3.2. Nrf2 and Fibrosis: The Role of TGF-β1

Low levels of Nrf2 have been associated with an increase in fibrosis markers. Fibrosis is the common pathway in all CKD forms, independent of the causes [62,63]. A study showed that the deletion of Nrf2 (Nr2−/−) in the obstructed kidney induces epithelial–mesenchymal transition (EMT) by promoting the upregulation of fibronectin and alpha-smooth muscle actin (α-SMA) and the downregulation of E-cadherin [64]. In contrast, the induction of Nrf2 was related to the decrease in TGF-β1, the master regulator of fibrosis [60]. Furthermore, the deficiency in HO-1 augmented fibrosis and apoptotic cell death seven days after obstruction [65]. In this study, the authors showed that in mice lacking HO-1, the levels of TGF-β1, α-SMA, and fibronectin were augmented.

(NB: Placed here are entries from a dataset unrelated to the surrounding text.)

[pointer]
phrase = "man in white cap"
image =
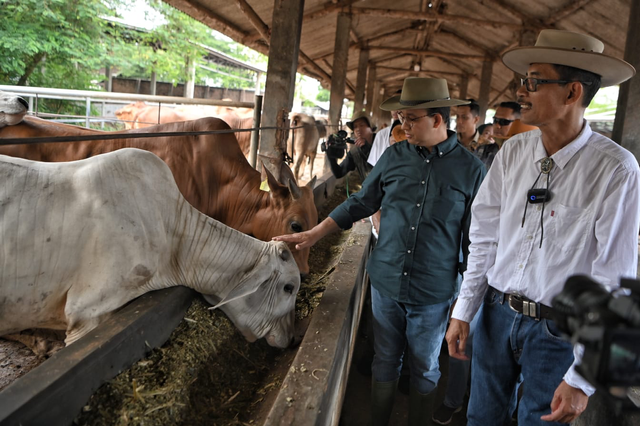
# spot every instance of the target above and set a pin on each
(425, 186)
(583, 219)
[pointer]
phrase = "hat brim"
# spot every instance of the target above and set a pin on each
(612, 70)
(394, 104)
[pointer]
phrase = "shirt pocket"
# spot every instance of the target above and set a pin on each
(569, 227)
(449, 205)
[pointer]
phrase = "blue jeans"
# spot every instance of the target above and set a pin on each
(396, 326)
(507, 344)
(459, 372)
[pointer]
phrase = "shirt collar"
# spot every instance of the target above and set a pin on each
(563, 156)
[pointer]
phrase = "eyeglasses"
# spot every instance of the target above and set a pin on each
(502, 121)
(411, 121)
(531, 84)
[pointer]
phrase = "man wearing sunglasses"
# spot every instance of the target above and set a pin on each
(506, 114)
(557, 201)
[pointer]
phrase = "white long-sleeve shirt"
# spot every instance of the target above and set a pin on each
(590, 224)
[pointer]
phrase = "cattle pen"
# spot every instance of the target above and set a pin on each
(311, 393)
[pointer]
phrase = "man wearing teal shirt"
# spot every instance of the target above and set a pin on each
(424, 187)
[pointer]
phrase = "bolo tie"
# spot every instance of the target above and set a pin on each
(546, 164)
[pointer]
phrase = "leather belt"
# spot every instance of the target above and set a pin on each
(530, 308)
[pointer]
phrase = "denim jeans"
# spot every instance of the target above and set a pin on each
(459, 372)
(396, 326)
(507, 344)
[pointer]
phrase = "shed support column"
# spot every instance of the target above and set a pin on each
(464, 86)
(362, 80)
(626, 128)
(371, 82)
(286, 26)
(485, 88)
(339, 74)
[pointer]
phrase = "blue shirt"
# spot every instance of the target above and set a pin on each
(425, 199)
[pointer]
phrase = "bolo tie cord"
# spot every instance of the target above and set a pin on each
(524, 215)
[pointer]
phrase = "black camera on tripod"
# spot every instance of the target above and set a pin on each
(608, 325)
(336, 144)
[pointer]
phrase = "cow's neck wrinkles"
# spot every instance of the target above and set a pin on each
(208, 256)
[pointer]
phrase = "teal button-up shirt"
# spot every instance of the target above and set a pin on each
(424, 227)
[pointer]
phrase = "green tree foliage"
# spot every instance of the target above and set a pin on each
(54, 43)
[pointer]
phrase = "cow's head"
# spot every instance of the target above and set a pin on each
(263, 303)
(291, 209)
(12, 109)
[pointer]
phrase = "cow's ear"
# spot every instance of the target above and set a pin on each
(275, 188)
(312, 182)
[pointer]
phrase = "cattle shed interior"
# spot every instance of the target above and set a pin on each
(451, 39)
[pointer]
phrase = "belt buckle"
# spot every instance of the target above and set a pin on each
(513, 297)
(529, 308)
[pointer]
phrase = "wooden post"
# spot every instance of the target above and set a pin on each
(464, 86)
(371, 82)
(154, 77)
(626, 127)
(286, 26)
(190, 85)
(485, 88)
(361, 82)
(339, 73)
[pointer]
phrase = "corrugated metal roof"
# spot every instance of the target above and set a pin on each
(447, 39)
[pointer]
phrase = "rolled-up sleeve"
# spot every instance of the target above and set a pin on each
(483, 236)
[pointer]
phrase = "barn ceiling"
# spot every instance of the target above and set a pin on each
(447, 39)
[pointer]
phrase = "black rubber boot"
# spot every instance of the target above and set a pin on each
(420, 407)
(383, 395)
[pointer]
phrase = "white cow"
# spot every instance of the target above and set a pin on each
(81, 239)
(12, 109)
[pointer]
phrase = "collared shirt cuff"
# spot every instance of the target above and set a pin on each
(464, 310)
(342, 217)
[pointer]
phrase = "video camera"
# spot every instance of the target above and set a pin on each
(336, 144)
(608, 325)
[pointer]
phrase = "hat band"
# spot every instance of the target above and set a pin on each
(412, 103)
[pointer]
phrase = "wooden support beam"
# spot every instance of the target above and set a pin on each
(430, 53)
(384, 68)
(567, 10)
(430, 16)
(255, 20)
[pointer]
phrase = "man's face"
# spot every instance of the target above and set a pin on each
(466, 122)
(419, 127)
(547, 102)
(361, 129)
(502, 121)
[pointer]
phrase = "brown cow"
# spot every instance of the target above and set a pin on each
(306, 141)
(139, 115)
(210, 171)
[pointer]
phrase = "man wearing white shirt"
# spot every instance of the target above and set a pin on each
(583, 218)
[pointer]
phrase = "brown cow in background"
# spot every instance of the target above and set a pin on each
(139, 115)
(306, 141)
(210, 171)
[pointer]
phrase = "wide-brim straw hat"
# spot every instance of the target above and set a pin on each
(357, 116)
(572, 49)
(421, 92)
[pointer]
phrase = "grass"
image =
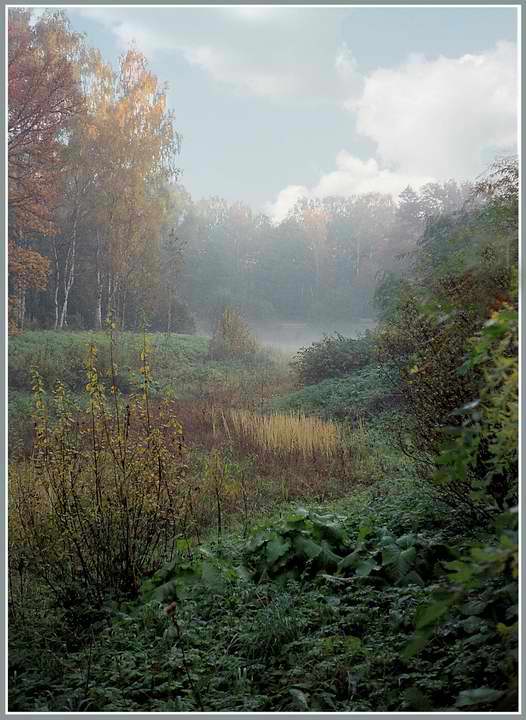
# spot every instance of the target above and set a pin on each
(319, 642)
(364, 392)
(308, 645)
(311, 437)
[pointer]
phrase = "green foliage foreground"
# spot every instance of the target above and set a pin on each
(239, 632)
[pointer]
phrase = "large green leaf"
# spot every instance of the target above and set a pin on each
(276, 548)
(477, 696)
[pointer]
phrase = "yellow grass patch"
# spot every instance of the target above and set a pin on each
(308, 436)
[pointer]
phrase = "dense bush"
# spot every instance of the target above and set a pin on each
(363, 393)
(232, 338)
(480, 458)
(331, 357)
(98, 503)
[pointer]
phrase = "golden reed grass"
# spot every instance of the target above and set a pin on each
(279, 433)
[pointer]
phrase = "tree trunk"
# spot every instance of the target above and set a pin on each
(69, 271)
(57, 282)
(98, 307)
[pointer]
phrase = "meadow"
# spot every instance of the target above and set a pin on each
(208, 534)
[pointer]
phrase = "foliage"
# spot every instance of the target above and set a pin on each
(302, 542)
(232, 338)
(331, 357)
(363, 393)
(482, 453)
(327, 642)
(483, 587)
(277, 434)
(96, 504)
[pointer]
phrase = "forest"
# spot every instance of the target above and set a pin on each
(199, 520)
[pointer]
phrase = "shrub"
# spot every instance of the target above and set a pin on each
(232, 338)
(332, 357)
(183, 321)
(96, 506)
(480, 595)
(363, 393)
(479, 460)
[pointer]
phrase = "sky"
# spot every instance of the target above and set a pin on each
(274, 103)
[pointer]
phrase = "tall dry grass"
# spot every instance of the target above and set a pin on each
(309, 437)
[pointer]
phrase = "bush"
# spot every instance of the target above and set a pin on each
(232, 338)
(182, 319)
(365, 392)
(479, 459)
(96, 506)
(332, 357)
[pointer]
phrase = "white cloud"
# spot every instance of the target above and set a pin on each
(225, 67)
(442, 116)
(280, 53)
(351, 177)
(431, 120)
(255, 12)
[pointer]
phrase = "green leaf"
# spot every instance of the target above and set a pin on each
(305, 546)
(300, 699)
(427, 615)
(212, 577)
(275, 549)
(365, 568)
(418, 642)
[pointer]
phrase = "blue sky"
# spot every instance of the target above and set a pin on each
(276, 102)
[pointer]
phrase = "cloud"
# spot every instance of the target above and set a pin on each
(431, 120)
(292, 61)
(352, 176)
(225, 67)
(443, 116)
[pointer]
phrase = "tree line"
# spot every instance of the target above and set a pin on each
(100, 225)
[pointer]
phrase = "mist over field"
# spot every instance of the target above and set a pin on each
(263, 306)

In contrast, the levels of claudin-2 decreased, suggesting that HO-1 is involved in fibrosis suppression [65]. Furthermore, the overexpression of catalase attenuates fibrosis in diabetic mice, which is attributed to the capability of catalase to decrease ROS and inhibit the RAS pathway [66,67,68]. Accordingly, catalase avoids angiotensinogen mRNA expression, impeding the production of angiotensin I and, later, angiotensin II [66]. In this way, it avoids the binding of angiotensin II to the receptor, the angiotensin receptor 1, impeding the RAS-pathway activation. Thus, Nrf2 and its targets have been suggested to regulate fibrosis through TGF-β1 and RAS pathways (Figure 3A).

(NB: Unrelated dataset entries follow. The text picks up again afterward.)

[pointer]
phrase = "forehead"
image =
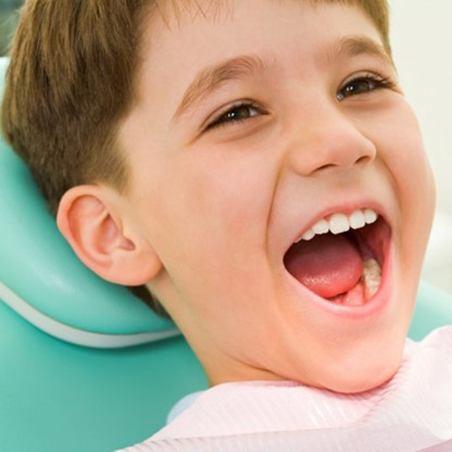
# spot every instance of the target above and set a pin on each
(175, 12)
(184, 38)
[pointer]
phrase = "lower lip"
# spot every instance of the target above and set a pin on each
(370, 309)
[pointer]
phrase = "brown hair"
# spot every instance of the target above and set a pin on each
(70, 83)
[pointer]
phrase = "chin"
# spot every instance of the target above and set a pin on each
(362, 378)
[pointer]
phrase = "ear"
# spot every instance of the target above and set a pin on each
(90, 219)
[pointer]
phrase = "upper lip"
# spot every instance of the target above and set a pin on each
(346, 207)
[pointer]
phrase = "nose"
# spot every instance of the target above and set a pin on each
(330, 143)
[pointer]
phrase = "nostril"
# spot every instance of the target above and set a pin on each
(326, 166)
(364, 159)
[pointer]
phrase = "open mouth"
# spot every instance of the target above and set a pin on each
(343, 268)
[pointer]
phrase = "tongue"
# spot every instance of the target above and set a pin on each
(328, 265)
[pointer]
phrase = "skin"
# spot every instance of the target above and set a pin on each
(208, 215)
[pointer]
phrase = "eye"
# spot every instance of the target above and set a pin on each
(362, 85)
(237, 113)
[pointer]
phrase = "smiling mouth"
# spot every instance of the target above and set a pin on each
(342, 268)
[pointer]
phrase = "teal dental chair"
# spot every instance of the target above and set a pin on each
(84, 365)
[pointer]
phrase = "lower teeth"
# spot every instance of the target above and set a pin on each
(371, 277)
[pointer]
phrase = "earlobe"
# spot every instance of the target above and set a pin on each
(91, 222)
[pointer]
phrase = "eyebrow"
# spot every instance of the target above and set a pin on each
(213, 77)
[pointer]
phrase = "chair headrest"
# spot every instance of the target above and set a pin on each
(43, 280)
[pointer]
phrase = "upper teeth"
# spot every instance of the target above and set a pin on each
(339, 222)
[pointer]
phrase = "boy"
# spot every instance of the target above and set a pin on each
(254, 165)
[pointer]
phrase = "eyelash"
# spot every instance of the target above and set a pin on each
(370, 79)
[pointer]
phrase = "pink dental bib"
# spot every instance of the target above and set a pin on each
(413, 411)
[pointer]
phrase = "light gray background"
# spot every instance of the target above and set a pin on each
(421, 33)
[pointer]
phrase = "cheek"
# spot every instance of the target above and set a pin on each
(404, 156)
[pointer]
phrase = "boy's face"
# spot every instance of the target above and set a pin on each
(222, 205)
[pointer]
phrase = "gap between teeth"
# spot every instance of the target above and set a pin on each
(339, 222)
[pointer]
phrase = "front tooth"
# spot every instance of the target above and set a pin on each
(339, 223)
(370, 216)
(321, 227)
(357, 219)
(308, 235)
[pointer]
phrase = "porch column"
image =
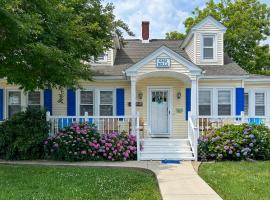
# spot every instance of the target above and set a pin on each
(194, 97)
(133, 103)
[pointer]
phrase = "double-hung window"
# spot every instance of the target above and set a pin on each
(106, 103)
(246, 103)
(224, 102)
(259, 103)
(34, 99)
(87, 102)
(205, 101)
(208, 47)
(14, 102)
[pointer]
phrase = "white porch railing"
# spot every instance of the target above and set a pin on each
(104, 124)
(207, 123)
(193, 135)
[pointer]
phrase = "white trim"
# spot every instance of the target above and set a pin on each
(209, 18)
(194, 69)
(252, 100)
(214, 107)
(170, 110)
(210, 35)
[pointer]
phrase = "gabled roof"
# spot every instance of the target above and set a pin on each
(164, 50)
(206, 20)
(135, 50)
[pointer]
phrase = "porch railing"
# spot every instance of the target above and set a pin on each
(104, 124)
(207, 123)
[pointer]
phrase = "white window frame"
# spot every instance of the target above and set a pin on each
(214, 36)
(232, 105)
(214, 107)
(249, 102)
(78, 110)
(7, 100)
(211, 101)
(262, 92)
(113, 103)
(252, 101)
(41, 99)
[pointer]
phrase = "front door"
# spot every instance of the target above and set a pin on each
(159, 112)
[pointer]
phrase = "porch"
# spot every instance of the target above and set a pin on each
(159, 148)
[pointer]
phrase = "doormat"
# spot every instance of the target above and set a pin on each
(170, 161)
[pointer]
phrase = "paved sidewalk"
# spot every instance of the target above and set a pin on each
(176, 182)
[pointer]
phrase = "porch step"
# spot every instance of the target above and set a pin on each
(166, 149)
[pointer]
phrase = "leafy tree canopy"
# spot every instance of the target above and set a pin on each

Zhao et al. [38] showed that the blocking or deletion of Nrf2 ameliorates tubulointerstitial fibrosis and decreases hypertension and the urine albumin/creatinine ratio. Additionally, in vitro, the silencing of Nrf2 avoided high glucose-induced Nrf2 activation, which prevented the upregulation of angiotensin and angiotensin-converting enzyme (ACE) and the downregulation of angiotensin-converting enzyme 2 (ACE2) [38]. In contrast, Nrf2 wild-type induced ACE and angiotensin (Ang) overexpression. These data suggest that the upregulation of Nrf2 could lead to RAS activation, which generates hypertension in diabetes. According to the authors, the binding of advanced glycation end products (AGEs) produces ROS, which activates Nrf2 by inducing Keap1 cysteine-residue modification, leading to Nrf2 translocation to the nucleus, where it is positioned in the promoter of Ang/ACE gene. The latter upregulates the production of Ang, which might bind to ATR1, activating the RAS-signaling pathway [38] (Figure 3B).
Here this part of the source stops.